I'm developing a solution for my own use. I intend to use it to update paper nautical charts.
The first problem I've run into is error checking about the boundaries of the charts.
I'll input longitude-latitude for each edge of the chart, latitude for the northern and southern boundaries, longitude for the eastern and western boundaries. I'll enter standard longitude-latitude coordinates for the corrections. Then the fun begins.
I've figured out how to convert degrees-minutes-seconds to decimal degrees, so I can compare one coordinate to another. So far so good.
The first problem I have is error checking: I was happily entering charts, one chart per record, and corrections, but none of the coordinates for the corrections themselves were ever showing up on any of the charts. Then I realized that I had reversed the input on most of the charts, and had the southern boundary to the north of the northern boundary, thereby creating a rectangle with no height, that would never contain any of the coordinates of any of the corrections.

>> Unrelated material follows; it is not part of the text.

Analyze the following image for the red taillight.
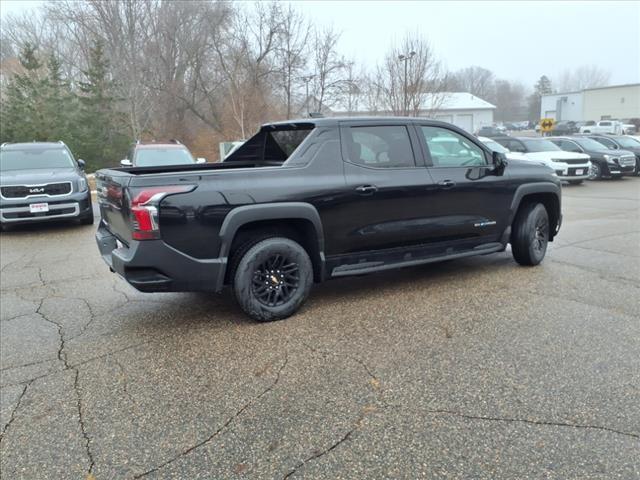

So I need to do error checking on the four boundaries of the charts: I need to validate that the northern boundary as input is north of the southern boundary, and the eastern boundary is east of the western boundary. And, I believe, vice-versa. Which is one of my questions.
How much error checking do I need? If I check the southern boundary against the northern boundary, north-south is good. But what happens if I then input the southern boundary first, and the northern boundary second? Will it still validate correctly?
Do I, therefore, need validation on all four of the coordinates, at the time of input?
Then there's Greenwich and the equator. Whoever designed latitude and longitude clearly wasn't thinking of Filemaker input.
At the moment, all of my charts are Puget Sound, and are all, therefore, in the northern hemisphere and west of Greenwich. So checking the direction of a boundary (N,E,S,W) will always resolve to N and W, and then I'll have to move on to checking the decimal degrees for equal-to-or-greater, and so on. I can see that, and I can probably slug my way through the logic for it.
There are, however, charts that span the equator and charts that span the Greenwich meridian. Those seem (to me) that they will resolve themselves simply by comparing the cardinal directions-- an N will always be north of an S coordinate, for example. At Greenwich, an east coordinate will always be to the east of a west coordinate. All good.
Where I'm having trouble is at the 180 degree longitude line. At that line, and on charts that span that line, 179 degrees west longitude is to the east of 179 degrees east longitude. So comparing the cardinal directions yields a result that is exactly wrong, and comparing the coordinates themselves could yield the same number, even though the coordinates are dozens or hundreds of nautical miles apart.
At least a southern latitude is always south of a northern latitudes, and the latitudes never meet.
So, as specific questions:
- Do I need to check each of the four boundaries, or is checking two of them sufficient?
- If I check just two of them, will I catch errors if I happen to reverse the input order?
- How do I check for input errors in the boundaries of a chart that spans the 180 degree longitude line?